Os serviços de armazenamento do Microsoft Azure foram atualizados para usar certificados TLS das autoridades de certificação (CAs) encadeados na raiz DigiCert Global G2. No entanto, enquanto isso, os certificados atuais (emitidos pela raiz Baltimore Cyber-Trust) continuam sendo usados.

Essa alteração começa em julho de 2022 e deve ser concluída até o final de outubro de 2022. Recomendamos a instalação de um novo certificado antes de 30 de junho de 2022 e NÃO exclua o certificado atual.

Para acessar contêineres blob (para Data Domain Cloud Tier ou DDVE ATOS), os sistemas Data Domain exigem o novo certificado raiz CA DigiCert Global G2 em vez do certificado ca raiz Baltimore Cyber-Trust atual, como confiável para a nuvem.

Para obter mais detalhes sobre o tópico, consulte o seguinte Blob oficial de segurança do Azure:
Azure Storage TLS: Critical changes are almost here! (…and why you should care) - Microsoft Tech Community.

Para tornar a transição para os novos certificados de segurança do Azure Storage o mais suave possível quando as alterações começam a ser enviadas em julho de 2022, é necessário manter o certificado confiável "Baltimore Cyber-Trust root CA" como confiável para a nuvem no Data Domain e adicionar o novo certificado "DigiCert Global G2 Root CA" também como confiável para a nuvem, em vez de substituir um por outro.

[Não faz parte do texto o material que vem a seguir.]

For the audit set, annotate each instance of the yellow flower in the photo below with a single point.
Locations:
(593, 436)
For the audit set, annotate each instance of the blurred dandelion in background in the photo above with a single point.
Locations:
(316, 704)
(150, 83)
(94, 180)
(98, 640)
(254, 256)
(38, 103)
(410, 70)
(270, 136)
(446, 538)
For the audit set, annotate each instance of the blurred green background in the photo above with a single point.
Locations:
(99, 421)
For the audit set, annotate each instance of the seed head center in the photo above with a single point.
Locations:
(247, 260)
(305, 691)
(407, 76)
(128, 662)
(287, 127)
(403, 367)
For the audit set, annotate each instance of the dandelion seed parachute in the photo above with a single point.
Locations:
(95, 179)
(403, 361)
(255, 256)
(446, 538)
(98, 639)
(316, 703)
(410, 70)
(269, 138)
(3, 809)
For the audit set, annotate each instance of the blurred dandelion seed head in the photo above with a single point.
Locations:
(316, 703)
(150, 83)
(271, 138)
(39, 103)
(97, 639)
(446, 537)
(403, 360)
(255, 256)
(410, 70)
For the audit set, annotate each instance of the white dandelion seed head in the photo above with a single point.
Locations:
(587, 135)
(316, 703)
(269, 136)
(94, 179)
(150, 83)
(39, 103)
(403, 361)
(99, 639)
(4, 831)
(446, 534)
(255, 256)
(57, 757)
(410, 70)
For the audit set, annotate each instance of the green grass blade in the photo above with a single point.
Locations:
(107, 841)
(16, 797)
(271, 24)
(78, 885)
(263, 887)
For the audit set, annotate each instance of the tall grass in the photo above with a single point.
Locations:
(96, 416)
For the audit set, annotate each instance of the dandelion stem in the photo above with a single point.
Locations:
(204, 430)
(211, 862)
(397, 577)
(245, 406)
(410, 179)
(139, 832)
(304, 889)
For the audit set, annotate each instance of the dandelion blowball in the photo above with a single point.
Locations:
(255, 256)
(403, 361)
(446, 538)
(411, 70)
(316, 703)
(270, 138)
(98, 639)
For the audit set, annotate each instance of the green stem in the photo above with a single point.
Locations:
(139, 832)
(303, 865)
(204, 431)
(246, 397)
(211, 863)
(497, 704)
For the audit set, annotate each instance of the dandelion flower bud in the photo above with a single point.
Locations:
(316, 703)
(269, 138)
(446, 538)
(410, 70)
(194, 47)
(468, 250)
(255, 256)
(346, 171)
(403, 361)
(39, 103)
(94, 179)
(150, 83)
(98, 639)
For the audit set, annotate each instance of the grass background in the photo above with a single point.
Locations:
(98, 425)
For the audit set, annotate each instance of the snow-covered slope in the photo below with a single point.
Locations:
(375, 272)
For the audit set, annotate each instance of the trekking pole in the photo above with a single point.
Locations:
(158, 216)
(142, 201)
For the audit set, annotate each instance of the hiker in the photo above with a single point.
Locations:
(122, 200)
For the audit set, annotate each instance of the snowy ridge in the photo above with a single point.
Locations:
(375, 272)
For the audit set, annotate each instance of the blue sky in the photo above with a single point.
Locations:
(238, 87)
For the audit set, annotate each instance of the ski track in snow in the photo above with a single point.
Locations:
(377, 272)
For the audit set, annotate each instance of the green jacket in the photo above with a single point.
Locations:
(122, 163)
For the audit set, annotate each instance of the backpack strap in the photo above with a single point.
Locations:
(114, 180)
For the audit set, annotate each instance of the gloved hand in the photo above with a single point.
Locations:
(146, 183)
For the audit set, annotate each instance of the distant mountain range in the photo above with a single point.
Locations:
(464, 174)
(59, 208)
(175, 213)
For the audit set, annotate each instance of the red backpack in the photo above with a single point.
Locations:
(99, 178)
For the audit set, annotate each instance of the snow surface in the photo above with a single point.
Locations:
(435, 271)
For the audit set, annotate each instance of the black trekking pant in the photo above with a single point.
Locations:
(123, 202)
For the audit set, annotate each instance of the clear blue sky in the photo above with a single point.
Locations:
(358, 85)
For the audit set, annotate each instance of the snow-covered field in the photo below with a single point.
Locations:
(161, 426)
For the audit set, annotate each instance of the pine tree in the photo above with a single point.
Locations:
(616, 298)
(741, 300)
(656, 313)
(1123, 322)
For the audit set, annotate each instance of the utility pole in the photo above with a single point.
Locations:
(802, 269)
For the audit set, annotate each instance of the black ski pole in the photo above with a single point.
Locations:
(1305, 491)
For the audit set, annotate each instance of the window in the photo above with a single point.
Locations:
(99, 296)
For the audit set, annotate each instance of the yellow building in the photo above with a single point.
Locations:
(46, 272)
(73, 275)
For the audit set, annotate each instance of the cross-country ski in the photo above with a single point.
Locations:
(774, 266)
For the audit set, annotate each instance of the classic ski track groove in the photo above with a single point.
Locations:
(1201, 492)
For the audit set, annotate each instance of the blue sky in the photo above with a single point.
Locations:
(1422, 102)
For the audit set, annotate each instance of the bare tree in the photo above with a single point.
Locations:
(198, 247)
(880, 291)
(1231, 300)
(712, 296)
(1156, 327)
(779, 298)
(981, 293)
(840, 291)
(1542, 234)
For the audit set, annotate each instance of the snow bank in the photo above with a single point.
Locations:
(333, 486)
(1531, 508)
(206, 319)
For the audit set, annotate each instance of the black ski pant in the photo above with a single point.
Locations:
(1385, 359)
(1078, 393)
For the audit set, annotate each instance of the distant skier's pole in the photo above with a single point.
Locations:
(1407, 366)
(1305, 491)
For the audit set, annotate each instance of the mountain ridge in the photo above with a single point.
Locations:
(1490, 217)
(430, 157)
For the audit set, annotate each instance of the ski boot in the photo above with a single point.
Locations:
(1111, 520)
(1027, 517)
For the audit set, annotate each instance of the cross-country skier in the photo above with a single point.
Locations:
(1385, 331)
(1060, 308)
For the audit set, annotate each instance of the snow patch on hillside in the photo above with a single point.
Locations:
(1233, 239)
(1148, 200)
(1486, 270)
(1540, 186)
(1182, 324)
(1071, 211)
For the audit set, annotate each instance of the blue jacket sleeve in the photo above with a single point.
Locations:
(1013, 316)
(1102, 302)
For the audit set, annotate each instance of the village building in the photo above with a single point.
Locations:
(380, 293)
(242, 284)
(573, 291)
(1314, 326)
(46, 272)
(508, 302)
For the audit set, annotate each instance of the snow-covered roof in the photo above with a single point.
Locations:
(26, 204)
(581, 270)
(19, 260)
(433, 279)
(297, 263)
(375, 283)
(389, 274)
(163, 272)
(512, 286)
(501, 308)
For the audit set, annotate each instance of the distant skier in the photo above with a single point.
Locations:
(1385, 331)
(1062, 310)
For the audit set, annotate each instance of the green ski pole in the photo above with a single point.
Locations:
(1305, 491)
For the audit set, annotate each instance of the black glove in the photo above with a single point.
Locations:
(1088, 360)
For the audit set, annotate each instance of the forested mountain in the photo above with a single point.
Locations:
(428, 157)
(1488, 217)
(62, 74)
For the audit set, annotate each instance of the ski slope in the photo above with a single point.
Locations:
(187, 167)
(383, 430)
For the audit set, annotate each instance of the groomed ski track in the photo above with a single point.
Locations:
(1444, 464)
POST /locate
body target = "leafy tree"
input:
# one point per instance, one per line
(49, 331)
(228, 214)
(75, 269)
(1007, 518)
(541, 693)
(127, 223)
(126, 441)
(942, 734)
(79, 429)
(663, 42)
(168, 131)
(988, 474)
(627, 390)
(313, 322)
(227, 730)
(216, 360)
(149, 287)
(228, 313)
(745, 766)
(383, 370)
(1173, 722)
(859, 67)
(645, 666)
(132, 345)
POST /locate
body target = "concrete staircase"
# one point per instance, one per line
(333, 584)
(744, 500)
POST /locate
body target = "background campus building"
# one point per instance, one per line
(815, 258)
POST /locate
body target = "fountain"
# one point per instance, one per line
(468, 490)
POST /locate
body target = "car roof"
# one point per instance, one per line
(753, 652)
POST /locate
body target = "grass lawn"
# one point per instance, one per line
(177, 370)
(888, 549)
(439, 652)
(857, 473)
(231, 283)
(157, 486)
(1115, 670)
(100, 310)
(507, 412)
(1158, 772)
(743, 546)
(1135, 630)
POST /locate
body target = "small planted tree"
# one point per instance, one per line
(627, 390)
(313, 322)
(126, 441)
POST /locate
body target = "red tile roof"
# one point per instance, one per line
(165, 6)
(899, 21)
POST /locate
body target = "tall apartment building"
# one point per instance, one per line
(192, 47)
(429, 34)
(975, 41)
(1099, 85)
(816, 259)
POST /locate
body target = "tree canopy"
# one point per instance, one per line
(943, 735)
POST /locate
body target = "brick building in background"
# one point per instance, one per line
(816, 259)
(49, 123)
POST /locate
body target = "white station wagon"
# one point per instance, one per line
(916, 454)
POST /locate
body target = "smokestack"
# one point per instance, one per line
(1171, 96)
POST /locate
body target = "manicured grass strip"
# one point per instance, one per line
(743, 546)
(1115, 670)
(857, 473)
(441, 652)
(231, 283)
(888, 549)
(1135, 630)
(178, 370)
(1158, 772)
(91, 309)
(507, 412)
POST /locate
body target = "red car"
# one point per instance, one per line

Manter os dois certificados não provoca nenhum problema e permite que o sistema Data Domain DDVE confie nas conexões com o armazenamento do Azure, independentemente do certificado que está sendo emitido por qualquer um dos CAs e, portanto, evite qualquer tempo de inatividade, pois o novo certificado é apresentado ao sistema Data Domain/DDVE pela primeira vez em algum momento a partir de julho de 2022.

As etapas a seguir são aplicáveis para dar suporte ao certificado raiz DigiCert Global G2 para sistemas Data Domain configurados com Cloud Tier ou DDVE implementado na plataforma Azure Cloud com ATOS. Também é recomendável adicionar o certificado raiz DigiCert Global G3 e o Microsoft ECC ou o certificado de autoridade de certificação raiz da RSA para evitar interrupções futuras.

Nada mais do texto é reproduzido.